Point defects, localized vibrational modes, and free-carrier absorption of Al-doped CdTe

Abstract

Infrared absorption bands attributable to the localized vibrational modes for several Al‐related point defects have been observed for CdTe. The proposed defects, their point‐group symmetries, and the vibrational frequencies at 80 °K in cm⁻¹ are as follows: Al_Cd, T_d, 299; Al_Cd‐V_Cd, C_s, 282,287,326; Al_Cd‐Sb_Te, C_3v, 279,334; Al_Cd‐Cu_Cd, C_s, 291,294, 310; Al_Cd‐Ag_Te or Al_Cd‐Ag_i, C_3v, 293,314; Al_Cd‐Au_Te or Al_Cd‐Au_i, C_3v, 292,313; and possibly Al_Cd‐Au_Cd, C_s, 288 (two unresolved bands), 326. The Al and Sb were introduced during crystal gwoth and the Cu, Ag, and Au by saturation diffusions.

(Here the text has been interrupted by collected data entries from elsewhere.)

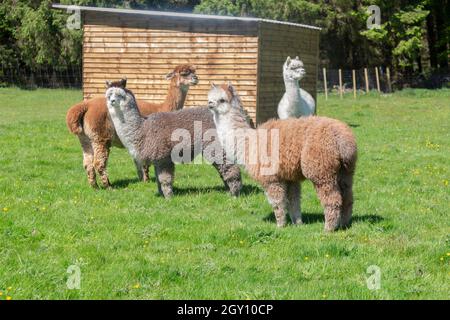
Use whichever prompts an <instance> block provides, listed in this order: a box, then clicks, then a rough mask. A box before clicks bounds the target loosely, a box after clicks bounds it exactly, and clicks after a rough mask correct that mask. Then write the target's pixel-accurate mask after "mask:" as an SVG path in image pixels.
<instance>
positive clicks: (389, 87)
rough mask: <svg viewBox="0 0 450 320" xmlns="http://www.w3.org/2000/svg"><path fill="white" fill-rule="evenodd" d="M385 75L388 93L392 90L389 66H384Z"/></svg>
mask: <svg viewBox="0 0 450 320" xmlns="http://www.w3.org/2000/svg"><path fill="white" fill-rule="evenodd" d="M386 77H387V81H388V90H389V93H391V92H392V85H391V71H390V70H389V67H387V68H386Z"/></svg>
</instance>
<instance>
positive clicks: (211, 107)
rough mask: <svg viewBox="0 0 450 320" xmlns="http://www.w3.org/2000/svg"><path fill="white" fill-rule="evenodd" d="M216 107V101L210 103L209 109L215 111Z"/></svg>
mask: <svg viewBox="0 0 450 320" xmlns="http://www.w3.org/2000/svg"><path fill="white" fill-rule="evenodd" d="M215 107H216V103H215V102H214V101H208V108H210V109H214V108H215Z"/></svg>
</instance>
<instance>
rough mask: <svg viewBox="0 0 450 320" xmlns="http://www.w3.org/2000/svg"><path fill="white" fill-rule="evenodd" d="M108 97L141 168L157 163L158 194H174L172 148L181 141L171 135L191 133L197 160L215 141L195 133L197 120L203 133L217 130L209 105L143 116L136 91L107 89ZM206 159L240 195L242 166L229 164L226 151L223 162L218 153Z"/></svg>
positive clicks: (130, 150)
mask: <svg viewBox="0 0 450 320" xmlns="http://www.w3.org/2000/svg"><path fill="white" fill-rule="evenodd" d="M106 100H107V106H108V112H109V114H110V116H111V119H112V121H113V123H114V127H115V128H116V132H117V135H118V137H119V139H120V140H121V142H122V143H123V145H124V146H125V147H126V148H127V150H128V152H129V153H130V155H131V157H132V158H133V160H134V161H135V163H136V165H137V166H138V168H139V167H141V168H142V167H145V166H148V165H150V164H151V163H152V164H154V166H155V172H156V180H157V182H158V190H159V193H160V194H161V195H162V196H164V197H165V198H169V197H171V196H172V195H173V180H174V173H175V164H174V162H173V160H172V150H173V149H174V147H176V146H177V144H179V142H178V141H173V140H174V139H172V134H173V133H174V132H175V131H176V130H185V132H187V131H188V132H189V133H190V137H194V138H193V139H191V143H190V146H188V148H189V147H190V151H191V157H190V159H194V157H195V156H197V155H198V154H200V153H201V152H202V151H203V150H205V148H207V147H208V146H209V145H210V144H211V143H213V141H211V142H202V138H203V134H202V135H200V136H199V135H194V124H195V122H197V123H200V122H201V126H202V133H204V132H206V131H208V130H214V131H215V125H214V120H213V117H212V114H211V112H209V110H208V109H207V108H192V109H183V110H179V111H175V112H160V113H155V114H151V115H149V116H148V117H143V116H142V115H141V114H140V113H139V109H138V108H137V105H136V100H135V97H134V95H133V93H132V92H131V91H130V90H128V89H124V88H119V87H111V88H109V89H108V90H107V91H106ZM200 145H201V147H200V148H199V147H198V146H200ZM207 155H208V154H207V153H205V154H204V156H207ZM206 160H207V161H209V162H211V163H212V165H213V166H214V167H215V168H216V170H217V171H218V172H219V174H220V177H221V178H222V181H223V182H224V184H225V186H226V187H227V188H228V189H229V191H230V193H231V194H232V195H233V196H237V195H239V192H240V190H241V188H242V182H241V173H240V170H239V167H238V166H236V165H231V164H227V163H226V161H225V155H223V154H222V159H221V160H222V161H215V155H212V157H210V158H208V157H206ZM218 162H220V163H218ZM138 171H139V169H138Z"/></svg>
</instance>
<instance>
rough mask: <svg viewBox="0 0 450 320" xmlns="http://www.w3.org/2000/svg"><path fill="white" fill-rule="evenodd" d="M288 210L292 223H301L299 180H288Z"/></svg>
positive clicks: (293, 223)
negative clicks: (288, 206) (292, 181)
mask: <svg viewBox="0 0 450 320" xmlns="http://www.w3.org/2000/svg"><path fill="white" fill-rule="evenodd" d="M287 187H288V188H287V198H288V202H289V203H288V206H289V207H288V212H289V216H290V217H291V221H292V223H293V224H302V214H301V210H300V188H301V185H300V183H299V182H289V183H288V185H287Z"/></svg>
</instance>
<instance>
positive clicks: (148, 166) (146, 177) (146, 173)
mask: <svg viewBox="0 0 450 320" xmlns="http://www.w3.org/2000/svg"><path fill="white" fill-rule="evenodd" d="M149 168H150V164H148V163H145V164H144V165H143V166H142V174H143V181H144V182H149V181H150V176H149V174H148V170H149Z"/></svg>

Annealing of CdTe:Al with [Al]∼1×10¹⁹ cm⁻³ in unsaturated Cd‐rich atmospheres produced electron concentrations of 2×10¹⁸ and 2×10¹⁷ cm⁻³. Free‐carrier absorption measurements at 298 and 80 °K give a nearly temperature‐independent absorption coefficient with a frequency dependence of ω⁻³ after ther higher carrier density anneal with ω⁻⁴ for the lower carrier concentration. The free‐carrier absorption results are compared with previously reported data and also recent theoretical calculations for CdTe which predict, under appropriate conditions, α∼ω⁻³ for the polar optical mode scattering and α∼ω⁻⁴ for ionized impurity scattering.